Disseminated tuberculosis represents the multi-site disease caused by Mycobacterium tuberculosis after it has migrated from the primary site of infection to multiple locations. Thus, this stage of the infection is defined after the pathogen is isolated from at least two noncontiguous organs like bone marrow, liver, blood, kidney, brain, scrotum or lungs. This condition is now more frequent in developed countries, as it occurs more frequently in human immunodeficiency virus-infected individuals.
Disseminated tuberculosis presents in a non-specific manner  because usually several organs are involved at the same time and produce symptoms, therefore the diagnosis can be easily missed, with fatal consequences . Systemic symptoms include fever, fatigability and weight loss and progress for weeks or months . Physical examination reveals cough, splenomegaly, hepatomegaly, generalized lymphadenopathy  and signs of multiorgan dysfunction . Genitourinary involvement is common. Kidneys, prostate, testes, epididymis and seminal vesicles may be affected, leading to sterile pyuria and hematuria . Epididymis tuberculosis presents with pain, swelling or a palpable mass in the scrotum. Splenic tuberculosis leads to splenomegaly, nausea, vomiting and abdominal pain .
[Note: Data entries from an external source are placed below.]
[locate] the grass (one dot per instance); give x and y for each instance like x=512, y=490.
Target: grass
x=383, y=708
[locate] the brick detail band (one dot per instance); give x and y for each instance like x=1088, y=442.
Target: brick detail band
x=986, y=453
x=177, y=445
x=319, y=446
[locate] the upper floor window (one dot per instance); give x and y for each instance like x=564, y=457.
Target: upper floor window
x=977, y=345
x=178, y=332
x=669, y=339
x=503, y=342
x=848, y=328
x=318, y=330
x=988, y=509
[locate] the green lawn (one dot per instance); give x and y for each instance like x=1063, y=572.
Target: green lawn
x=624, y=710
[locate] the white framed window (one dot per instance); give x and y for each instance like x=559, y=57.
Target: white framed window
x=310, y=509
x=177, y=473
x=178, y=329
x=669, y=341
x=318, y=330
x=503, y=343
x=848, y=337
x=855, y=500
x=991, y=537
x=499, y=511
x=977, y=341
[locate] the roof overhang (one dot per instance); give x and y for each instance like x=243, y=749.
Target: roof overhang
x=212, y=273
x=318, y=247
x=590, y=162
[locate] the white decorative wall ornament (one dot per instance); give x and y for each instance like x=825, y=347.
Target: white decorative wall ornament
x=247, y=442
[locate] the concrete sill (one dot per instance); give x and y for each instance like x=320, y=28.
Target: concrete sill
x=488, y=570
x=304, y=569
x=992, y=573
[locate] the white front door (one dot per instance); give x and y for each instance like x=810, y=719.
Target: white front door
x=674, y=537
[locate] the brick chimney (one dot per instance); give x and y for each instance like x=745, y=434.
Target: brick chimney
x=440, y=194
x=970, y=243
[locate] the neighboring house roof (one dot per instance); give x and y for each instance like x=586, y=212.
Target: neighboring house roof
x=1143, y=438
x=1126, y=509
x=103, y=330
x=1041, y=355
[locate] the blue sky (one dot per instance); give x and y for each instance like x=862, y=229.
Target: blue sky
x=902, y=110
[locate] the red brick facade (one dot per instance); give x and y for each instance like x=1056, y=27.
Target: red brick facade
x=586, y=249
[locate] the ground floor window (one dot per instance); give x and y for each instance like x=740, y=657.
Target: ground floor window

Due to the high degree of non-specificity of the presentation, allopathic medicine relies on the typical finding on a chest radiograph for diagnosis, but this can be absent, leading to the conclusion that a high degree of suspicion must be maintained when facing a patient with prolonged hyperpyrexia of unknown etiology and other often encountered signs .
Blood workup should include a complete cell blood count, that may show either leukopenia or leukocytosis, pancytopenia, agranulocytosis, aplastic anemia, leukoerythroblastic anemia, thrombocytopenia or, in rare cases, thrombocytosis. Sodium level may be decreased due to the syndrome of inappropriate secretion of antidiuretic hormone. Alkaline phosphatase level may be increased. High transaminase levels may be caused by hepatic involvement or drug toxicity . Inflammation markers, such as the erythrocyte sedimentation rate are high. Hypoalbuminemia, hypercalcemia and high ferritin levels  have also been described.
Mycobacterium tuberculosis is sometimes not found in the cultured sputum of disseminated tuberculosis patients. In such instances, the diagnosis is even more difficult  and cultures should be obtained from other sites (blood, cerebral spinal fluid, urine). If the bacteria is isolated, sensitivity testing should be performed. Acid fast bacilli staining should also be performed.
If cerebral symptoms are present, a lumbar puncture should be performed. Analysis may reveal increased leukocyte and lymphocyte counts, elevated protein and low glucose levels.
The tuberculin skin prick test is often negative in disseminated tuberculosis but does not exclude the diagnosis.
Thoracic radiography may show miliary shadowing in some patients, but sensibility and specificity of this finding are considered low  . Pleural effusion may also be noticed, while pericardial effusion is better observed with echocardiography and electrocardiography.
Abdominal ultrasound detects hepatomegaly, splenomegaly, abscesses and enlarged lymph nodes, if present. Computer tomography evaluation is even more reliable in this case. The cranium can also be scanned or head magnetic resonance imaging may be performed in cases of suspected lesions and in order to exclude hydrocephalus and tuberculoma. Retinal tubercles may be observed if fundoscopy is performed.
More invasive procedures include fiberoptic bronchoscopy, liver and bone marrow biopsy. They are only recommended in selected cases, as they induce significant discomfort . Liver bleeding after biopsy is potentially life-threatening.